The larger lesson extends beyond medicine. AI adoption tends to work best when it builds on trusted infrastructure and familiar workflows, and it falters when introduced as a stand alone tool that adds friction. Dragon Copilot shows why integration matters: it has a head start because doctors already know Nuance and Epic, and because its value lies in everyday efficiency rather than bold promises. Whether it ultimately eases burnout or simply shifts the burden to faster review remains to be seen. What is clearer is that AI wins trust when it makes the familiar lighter and easier, not when it asks professionals to reinvent their work. The question is what invisible work in your industry is waiting for its own Copilot?

Bits of Brilliance

The Missing Thread of Time in AI [AI Limits]

Large language models can write, summarize, and explain with ease, yet they do not keep time the way people do. They are trained on data frozen at a moment, then updated in occasional jumps. There is no internal clock or lived memory. When a model says “last week,” it is predicting a plausible phrase rather than consulting a calendar. That is why systems sometimes blur timelines, describe future events as if they have already happened, or mix old facts with current ones in a way that sounds fluent but is chronologically wrong.

I see this when I ask my AI to save a topic for the following week’s newsletter. Unless I remind it by pointing back to “last week’s topic,” the thread breaks. It cannot connect one issue to the next because there is no continuous sense of time. The same limitation carries higher stakes in business. An AI asked about “the new regulation” may conflate a draft rule with one already in effect, a confusion that could expose an organization to compliance risk. The lesson is not that AI is careless. It is that, by design, it does not perceive time unless we supply it.

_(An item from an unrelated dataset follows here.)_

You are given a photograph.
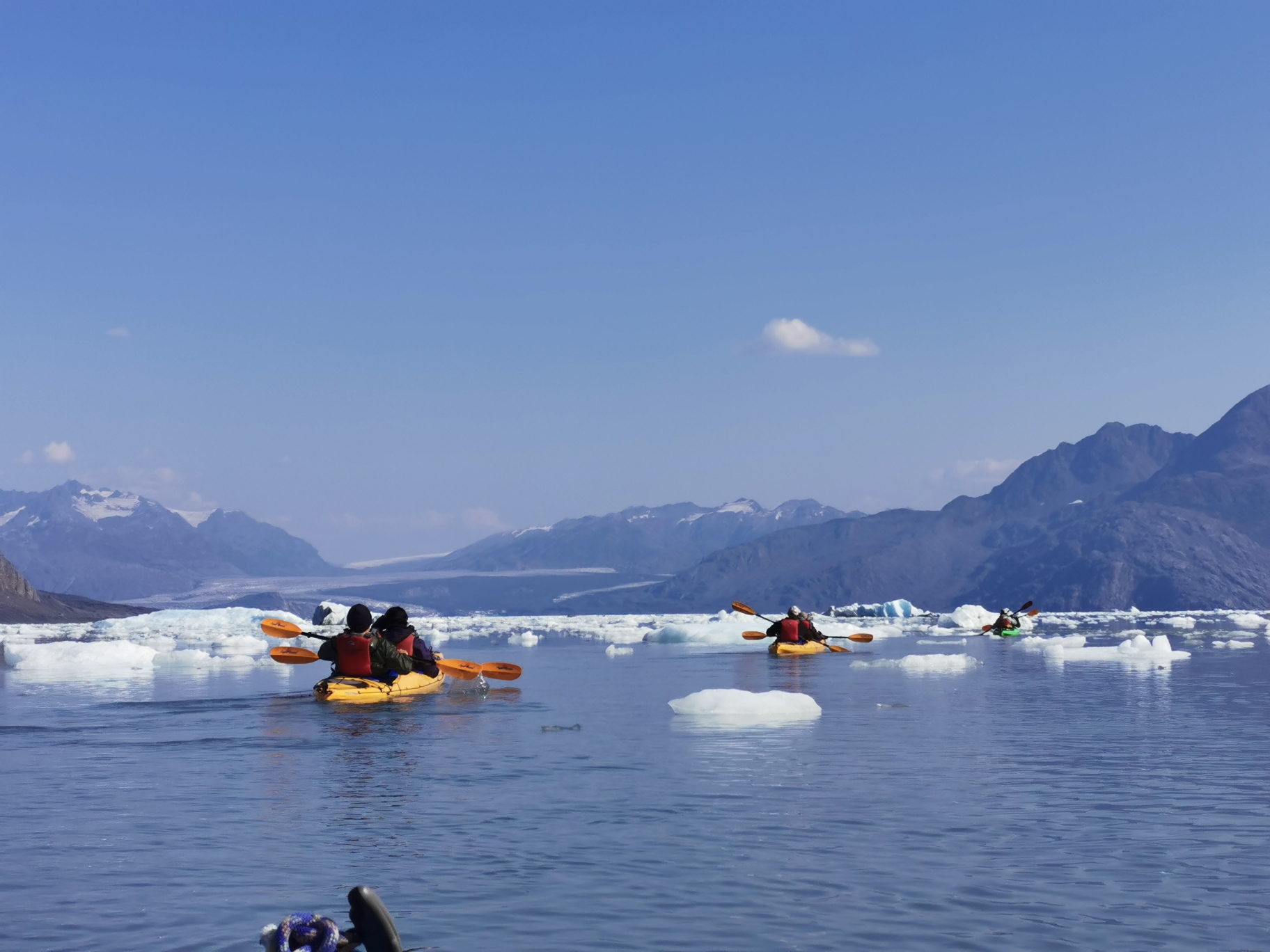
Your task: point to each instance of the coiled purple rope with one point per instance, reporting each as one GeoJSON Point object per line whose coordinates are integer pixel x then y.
{"type": "Point", "coordinates": [300, 932]}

Workarounds exist, and they help, but they come with tradeoffs. Retrieval systems can fill gaps by pulling in fresh data, which we’ll explore in a future issue. For now, what matters is that memory and time remain open frontiers. Many researchers see solving continuity as the next big leap in AI. The shift that could make systems far more useful for long-term projects, planning, and enterprise adoption. Philosophers often argue that memory is what makes time real; without it, moments collapse into fragments. Human memory is far from perfect, yet it carries a thread of continuity. AI, by contrast, has only engineered recall, not lived memory, which is why its intelligence remains powerful but incomplete.

Curiosity in Clicks

Prompting AI Around Time [Experiment]

AI often stumbles when you ask it to recall “last week” or “next month.” To avoid this, ground your prompts with concrete markers. Instead of “What did we cover last week?” say “Summarize the October 2, 2025 issue on Dragon Copilot.” Or instead of “What’s happening next month?” ask “What events are scheduled for November 2025?”

A few tips to make time prompts clearer:

Anchor with specific dates or names rather than relative words.

Tie requests to distinct events or identifiers like project names or meeting titles.

When asking for a timeline, add “list in chronological order” to keep sequences straight.

Test it out: give your AI one vague prompt and one anchored with details, then compare the answers. The difference shows how much clearer results become when you take time confusion out of the equation.

Byte-Sized Intelligence is a personal newsletter created for educational and informational purposes only. The content reflects the personal views of the author and does not represent the opinions of any employer or affiliated organization. This publication does not offer financial, investment, legal, or professional advice. Any references to tools, technologies, or companies are for illustrative purposes only and do not constitute endorsements. Readers should independently verify any information before acting on it. All AI-generated content or tool usage should be approached critically. Always apply human judgment and discretion when using or interpreting AI outputs.